Being “uncomfortably cool” actually suits this Seattle-based quartet just fine, thank you. The band began as something of a joke when all four women—guitarist/singer Shapiro, guitarist Lydia Lund, bassist Annie Truscott and drummer Gretchen Grimm—were still undergrads at Walla Walla, Wash.’s Whitman College, a small liberal arts school on the eastern side of the state.
“We had the band name before we even had the band, or any songs,” says Shapiro. “I would get drunk at parties and try to convince people to join Chastity Belt. We’d watch a house show go down, wait for the band to be done playing, then take over the stage. We wrote our first song for this frat battle of the bands. It was called ‘Surrender,’ and we’d chant, ‘Put your chastity belt on and surrender to the god of punk!’ All this stuff about wearing eyeliner, dyeing your hair, stealing cigarettes from your mom. It was a total joke, but deep down we all really wanted to be in a band.”
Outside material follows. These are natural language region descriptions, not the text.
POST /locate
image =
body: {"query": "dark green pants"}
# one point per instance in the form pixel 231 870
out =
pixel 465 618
After the band relocated to Seattle postgraduation, its first album, 2013’s No Regerts, continued in the in-it-for-yuks vein, with songs such as “Pussy Weed Beer,” “Giant Vagina” and “Nip Slip” inserting a healthy dose of self-deprecating humor into the group’s unschooled, spindly guitar rock.
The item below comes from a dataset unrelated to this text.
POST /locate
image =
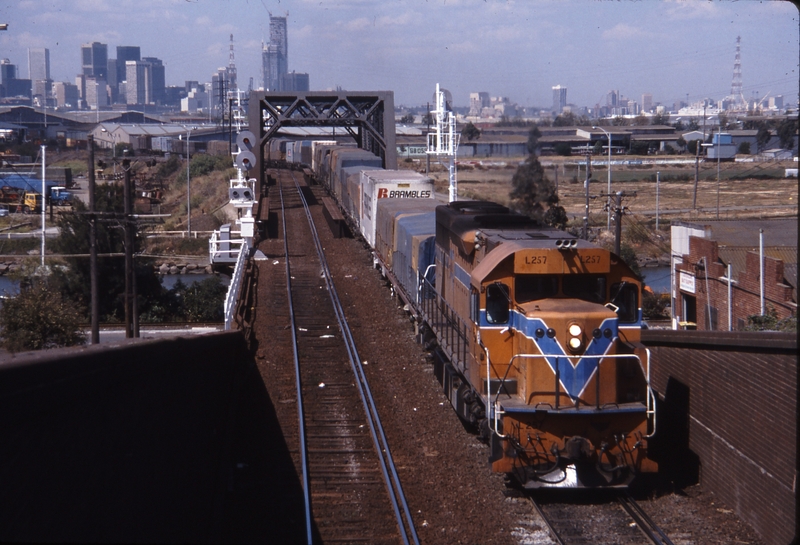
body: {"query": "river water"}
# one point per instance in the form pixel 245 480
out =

But then a funny thing happened on the way to the punchline: Shapiro found something more than merely “funny” to say, and began writing more sophisticated songs that demanded a closer degree of attention. Which, in turn, pushed the band’s latest LP, Time To Go Home (Hardly Art), toward altogether more fertile creative turf. Mixing feminist messages of empowerment (“Cool Slut” pays tribute to “all the girls in the world tryin’ to take off their shirts”) with stone-faced frustration at the tidal wave of mansplaining happening around them (as on the hypnotic “Drone”: “He was just another man, tryin’ to teach me something”), Shapiro moved from easy laughs to songs that spoke to the adult search for identity.
Exhibit A: the album’s title track, which starts off just wanting to have a drunken night out, but concludes that “everything is beautiful, because we’re delusional/I think I figured it out.” The simple fact that it’s all pretty far from figured out showcases a group growing up before our eyes and ears, one that could sonically pass for the evocative layers of the Dream Syndicate or Nico-era Velvets as easily as any number of riot grrrl predecessors.
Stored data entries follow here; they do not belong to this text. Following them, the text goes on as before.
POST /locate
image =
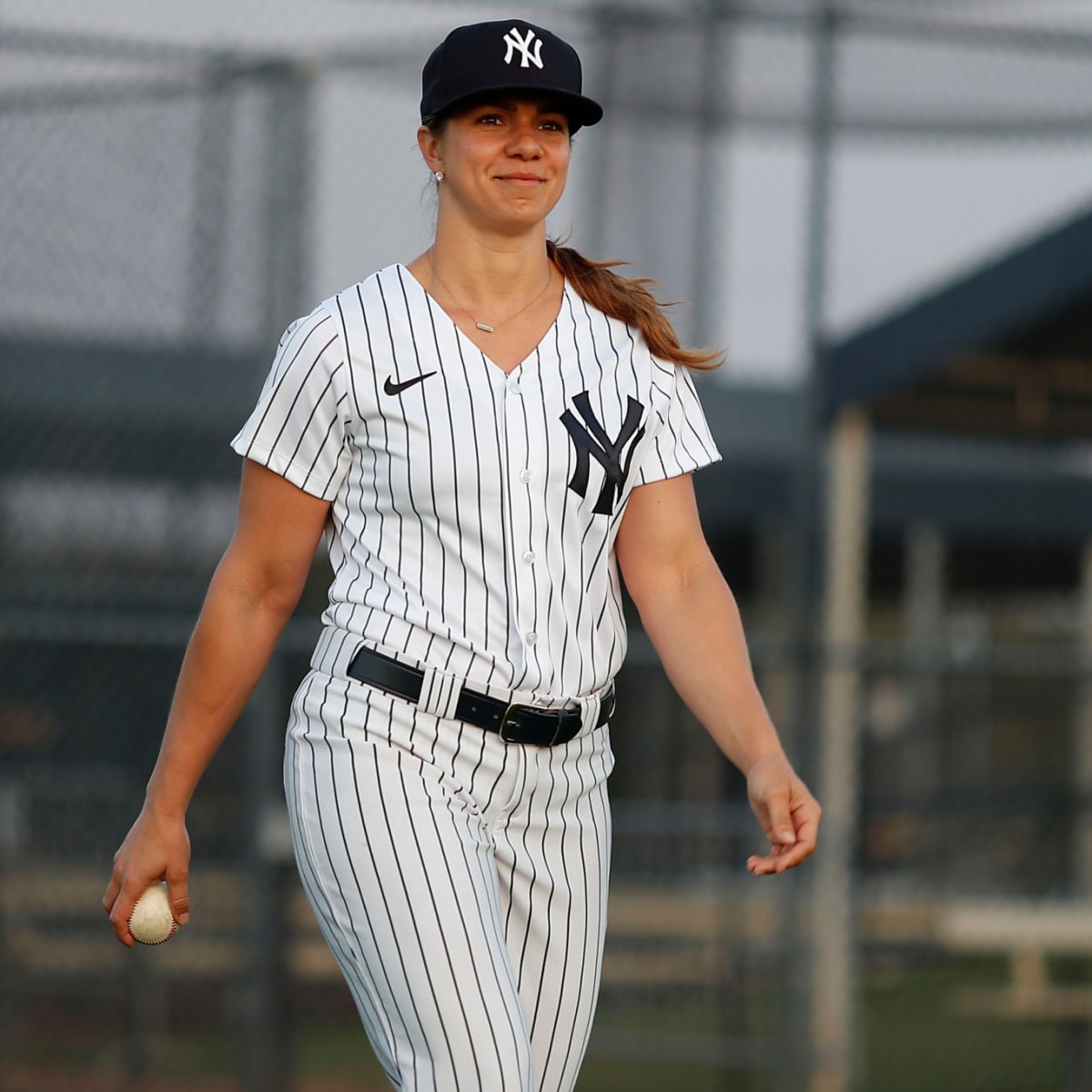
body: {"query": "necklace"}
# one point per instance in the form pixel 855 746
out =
pixel 484 326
Being in an all-girl band can be something of a tricky topic these days, but one that Chastity Belt has nonetheless found a way to handle with its typically goofy good grace. “Growing up, I didn’t even listen to that many bands with women—in high school, Fiona Apple might have been one of the only female musicians I knew about,” says Shapiro. “So, yeah, gender is definitely a thing in music—or in anything. And some people get really excited about it. But it’s not negative. In Seattle, being in an all-girl band just isn’t that rare anymore. It’s been done before. It’s not like we’re trying to be accessible only to hardcore feminists or anything like that. We’re just women who are feminists, because we’re women.”
Shapiro laughs at herself, listening to the flat, irrefutable logic of her last sentence: “We didn’t say, ‘Let’s sit down and write a song about feminism.’ It’s just what we have to say. Because that’s our life experience.”